Die Situation in Westfalen 2023
Laut den Berechnungen von IT.NRW (vgl. Kasten) gab es im Rheinland und auch in Westfalen keine Stadt oder Gemeinde, die Ende des Jahres 2023 schuldenfrei gewesen ist. Die Höhe der Schuldenlast schwankte allerdings beträchtlich: Innerhalb Westfalens reichte sie – umgerechnet auf jeden Einwohner – von 51 Euro in Senden (Kr. Coesfeld) bis hin zu 8.287 Euro in Herford. Abbildung 1 zeigt, dass ansonsten vor allem im Bereich des Ruhrgebiets Städte mit einer verhältnismäßig hohen Pro-Kopf-Verschuldung zu finden waren. Im Gegenzug gab es vor allem im westlichen Münsterland und im zentralen Sauerland sowie in Teilen der Kreise Soest, Gütersloh, Minden-Lübbecke und Höxter eine Reihe von Kommunen, deren Verbindlichkeiten im Jahr 2023 vergleichsweise gering waren.

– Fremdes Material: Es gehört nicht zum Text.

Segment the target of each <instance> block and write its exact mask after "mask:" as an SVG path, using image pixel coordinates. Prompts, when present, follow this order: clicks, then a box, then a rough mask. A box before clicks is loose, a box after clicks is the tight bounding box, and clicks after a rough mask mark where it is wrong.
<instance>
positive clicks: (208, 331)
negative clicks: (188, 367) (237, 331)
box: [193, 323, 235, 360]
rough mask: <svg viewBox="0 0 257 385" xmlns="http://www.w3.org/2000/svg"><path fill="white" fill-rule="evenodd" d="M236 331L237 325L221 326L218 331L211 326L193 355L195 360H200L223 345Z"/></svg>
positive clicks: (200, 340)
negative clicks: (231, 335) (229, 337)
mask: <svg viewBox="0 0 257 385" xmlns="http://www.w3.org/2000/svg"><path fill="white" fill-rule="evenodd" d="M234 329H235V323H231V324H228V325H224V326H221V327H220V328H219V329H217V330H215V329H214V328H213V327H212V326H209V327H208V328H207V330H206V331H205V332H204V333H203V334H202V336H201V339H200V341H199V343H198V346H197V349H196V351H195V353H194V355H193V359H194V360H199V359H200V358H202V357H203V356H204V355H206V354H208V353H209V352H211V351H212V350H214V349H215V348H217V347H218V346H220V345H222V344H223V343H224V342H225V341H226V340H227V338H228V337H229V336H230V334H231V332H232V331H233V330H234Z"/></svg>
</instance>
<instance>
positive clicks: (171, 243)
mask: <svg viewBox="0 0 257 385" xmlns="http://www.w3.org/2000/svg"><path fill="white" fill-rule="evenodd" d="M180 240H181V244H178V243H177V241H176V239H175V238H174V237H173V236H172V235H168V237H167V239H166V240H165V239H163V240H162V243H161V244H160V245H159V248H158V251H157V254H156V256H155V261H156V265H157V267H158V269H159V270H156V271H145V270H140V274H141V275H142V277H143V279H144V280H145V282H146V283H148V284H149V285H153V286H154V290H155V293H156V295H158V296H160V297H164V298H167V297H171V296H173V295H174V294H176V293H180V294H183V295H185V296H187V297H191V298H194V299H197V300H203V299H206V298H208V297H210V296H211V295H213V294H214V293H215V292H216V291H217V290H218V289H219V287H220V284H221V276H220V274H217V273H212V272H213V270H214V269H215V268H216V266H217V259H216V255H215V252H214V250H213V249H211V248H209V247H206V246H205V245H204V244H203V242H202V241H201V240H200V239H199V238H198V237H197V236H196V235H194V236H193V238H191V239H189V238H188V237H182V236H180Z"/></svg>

Analog dazu ist die Pro-Kopf-Verschuldung auf Kreisebene westfalenweit in Olpe (1.025 €), Coesfeld (1.230 €) und Gütersloh (1.482 €) am niedrigsten – im Gegensatz zu der in den Kreisen Herford (5.135 €), Recklinghausen (4.495 €) und im Ennepe-Ruhr-Kreis (4.457 €). Bei den kreisfreien Städten haben – etwas überraschend – Hamm (3.196 €) und Bottrop (3.478 €) die geringsten Verbindlichkeiten pro Einwohner. Am Ende dieser Reihe stehen Bochum (8.065 €) und Herne (8.117 €).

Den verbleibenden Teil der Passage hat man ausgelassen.